Weinberg: CareersInGovernment.com instructs candidates to apply for jobs directly to the respective hiring agencies so data on application volume is not generally available to us. However, the board maintains a job seeker resume bank, which has grown dramatically over the last year. Additionally, some government agencies are declining to post select entry-level jobs, citing sufficient local interest and a desire to not be over inundated with applications.
Job seekers accustomed to perceiving public sector employment, wages and benefits favorably have had their enthusiasm and optimism tempered by the economic crisis, but not destroyed.
The notion of locking into a government job for life has been shaken, but employment security is still viewed as being less volatile than in the private sector. Pension, health care and other benefits, though the subject of widespread calls for reform, is still a strong draw. Finally, government job seekers see today’s political and economic climate as an ideal, and perhaps unique, opportunity to make a difference in American community life.
CIG: With budget shortfalls exerting pressure on state and local governments – and increasing layoffs and unemployment across most sectors – is the public sector facing greater and/or different employment challenges than the private sector?
Weinberg: Certainly the challenges are different. Unlike the private sector, state and local governments have the power and duty to create public policy which can help stimulate economic growth, job creation, and general recovery-though they must surely look to the federal government to help facilitate these goals. There are, however, broad market forces that are less dependent on government actions, and state and local governments can find themselves reduced to spectators hoping for the best possible outcomes. When forced to be reactionary, governments are at a distinct disadvantage because of the temporal “gap” between regional and local economic events and their effects on public coffers.
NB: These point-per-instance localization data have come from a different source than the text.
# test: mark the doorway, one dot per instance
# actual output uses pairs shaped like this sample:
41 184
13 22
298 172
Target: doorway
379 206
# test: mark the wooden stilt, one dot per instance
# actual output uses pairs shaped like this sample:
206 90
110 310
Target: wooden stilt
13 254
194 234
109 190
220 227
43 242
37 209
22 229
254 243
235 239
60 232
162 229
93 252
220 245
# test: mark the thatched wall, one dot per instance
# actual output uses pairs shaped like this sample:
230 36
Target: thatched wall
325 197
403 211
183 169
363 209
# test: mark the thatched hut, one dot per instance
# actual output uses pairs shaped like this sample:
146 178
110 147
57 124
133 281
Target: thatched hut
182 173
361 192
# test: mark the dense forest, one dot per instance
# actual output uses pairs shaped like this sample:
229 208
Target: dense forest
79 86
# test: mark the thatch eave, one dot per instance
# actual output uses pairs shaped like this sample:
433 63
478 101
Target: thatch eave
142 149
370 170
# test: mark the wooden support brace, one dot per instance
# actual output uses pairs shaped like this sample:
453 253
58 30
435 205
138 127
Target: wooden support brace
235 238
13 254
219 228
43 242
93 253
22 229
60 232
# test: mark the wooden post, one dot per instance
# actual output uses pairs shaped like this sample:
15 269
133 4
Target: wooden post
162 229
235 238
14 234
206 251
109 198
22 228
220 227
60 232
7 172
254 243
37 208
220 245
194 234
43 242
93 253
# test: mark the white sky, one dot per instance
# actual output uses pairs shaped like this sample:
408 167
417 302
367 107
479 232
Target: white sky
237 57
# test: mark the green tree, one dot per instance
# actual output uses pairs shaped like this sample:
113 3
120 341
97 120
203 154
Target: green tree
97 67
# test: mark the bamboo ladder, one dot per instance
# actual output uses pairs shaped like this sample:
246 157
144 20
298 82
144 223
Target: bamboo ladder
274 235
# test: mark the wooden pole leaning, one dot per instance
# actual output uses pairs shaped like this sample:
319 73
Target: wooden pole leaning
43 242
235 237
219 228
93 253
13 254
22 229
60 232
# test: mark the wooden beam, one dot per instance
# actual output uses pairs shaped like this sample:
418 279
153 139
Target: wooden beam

In the private sector, reduced demand for goods and services are countered through less production. Business revenues decline but operating costs can be reduced commensurately until the market rebounds.
Contrast this with state and local government services such as public safety, social services and health care, which typically are in greater demand when the economy is in freefall and revenues plummet. The challenge of how to sustain or restore services is complicated by political considerations, restrictive civil service practices and labor agreements, government’s poor record of operational efficiency, and its history of being ill-prepared to ramp up or down service delivery and labor force size.
CIG: What strategies are governments taking to offset personnel budget challenges? Obviously, furloughs have made headlines in many places across the country; is this becoming pretty commonplace?
Weinberg: Increased wages and benefits, as well as labor force growth, in recent decades have resulted in personnel costs consuming a lion’s share of today’s state and local government budgets. Popular efforts to reduce labor costs have included: hiring freezes; wage and benefit package reductions; unpaid furloughs; and layoffs.
CIG: Have you seen privatization exert any significant effect on public sector employment?
Weinberg: Privatization of services, as well as public-private partnerships and other service delivery models, have gained in popularity during the last 25 years, with mixed results. The U.S. Bureau of Labor Statistics predicts that outsourcing of government jobs to the private sector will constrain state and local government employment, but does not speculate on the extent of the impact. Notwithstanding an increase in privatization, growth in government during the past 20 years has been very robust. It may, however, account for a portion of the disparity in government’s projected 8% job growth between 2006 and 2016, compared with 11% in the private sector.
The largest factors affecting state and local government employment may still well be population growth and the health of underlying economies that produce government revenues.